Creo en la política y en la democracia. Hasta ahora, me parece, que es el mejor camino que permite contener y hacer productiva una innegable tendencia de las sociedades humanas al conflicto social y la violencia. La apertura del proceso constitucional en noviembre de 2019 fue el respiro in extremis de la política frente a una situación de crisis social evidente, marcada por la expresión desbordada de un malestar ciudadano muy difícil de comprender. La violencia indignada, esa manifestación de rabia pura y dura, y la frustración transformada en agresión autodestructiva que caracterizaron al estallido social, hasta hoy han sido pobremente explicadas por quienes han hecho de la comprensión del hecho social su objeto de estudio y reflexión.
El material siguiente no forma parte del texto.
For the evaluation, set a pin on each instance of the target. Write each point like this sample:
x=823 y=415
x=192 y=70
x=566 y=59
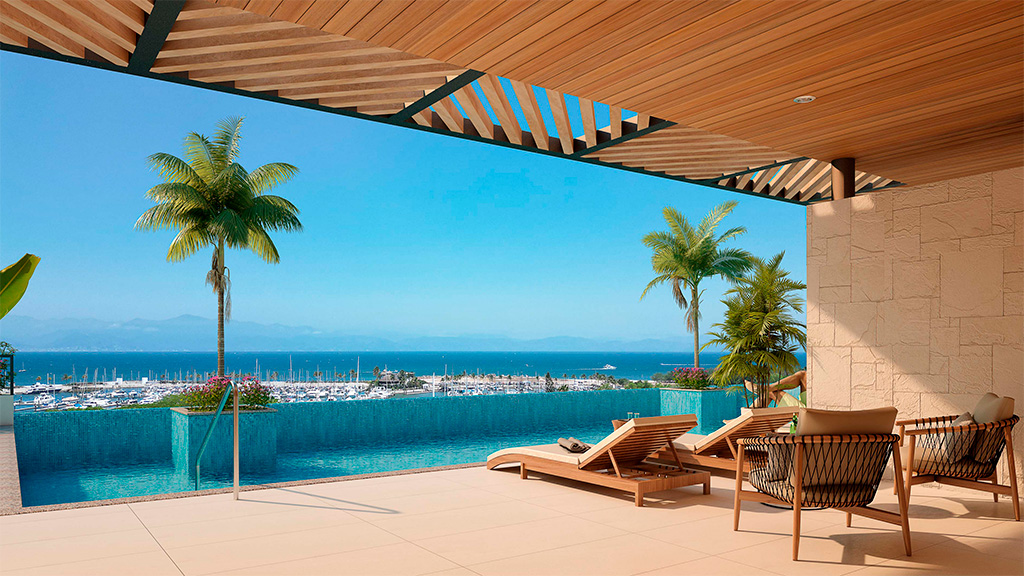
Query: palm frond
x=173 y=169
x=188 y=241
x=268 y=176
x=228 y=136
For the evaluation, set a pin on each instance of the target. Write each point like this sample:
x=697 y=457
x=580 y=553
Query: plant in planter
x=760 y=331
x=206 y=397
x=691 y=378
Si bien el acuerdo para convocar a una Convención constitucional permitió comenzar a desactivar la violencia irracional e inconducente en que estábamos sumidos (digo comenzó porque el resto lo hizo la pandemia), no fue seguido de un diálogo que abriera el camino a una comprensión común.
Desde ahí nace la ceguera. Su primera expresión dramática fue todo el proceso que vivió la Convención constitucional, asumiendo desde su propio delirio el imperativo de “refundar” el país y sus instituciones, porque aquello respondería a la voluntad de las mayorías. Ese período, para muchos, se vivía como una borrachera neorrevolucionaria arrancada de los albores del siglo XX. El aterrizaje a la realidad fue brutal: el 62% del mayor electorado de la historia del país rechazó la propuesta. Baño de realidad, hízose la luz: la mayoría del país no quería esa refundación del país. El fracaso de este proceso tuvo responsables con nombre y apellido, y no me refiero a personas, sino a sectores políticos. ¿Quiénes habrían podido generar mayorías suficientes para ofrecer al país una propuesta de consenso? Básicamente, los independientes asociados al mundo social y al progresismo, el partido Comunista y el Frente Amplio. Y, por supuesto, la menguada representación de la derecha. Se impuso la idea de conformar una mayoría “sin la derecha” para escribir un texto que satisfacía principalmente la mirada de un vector de la sociedad: la perspectiva más radicalmente de izquierda. Quienes optaron por esta estrategia estuvieron ciegos o “medio” vieron la realidad. Sus ganas, su voluntarismo, su hálito dramático y romántico, se sobrepusieron a la realidad.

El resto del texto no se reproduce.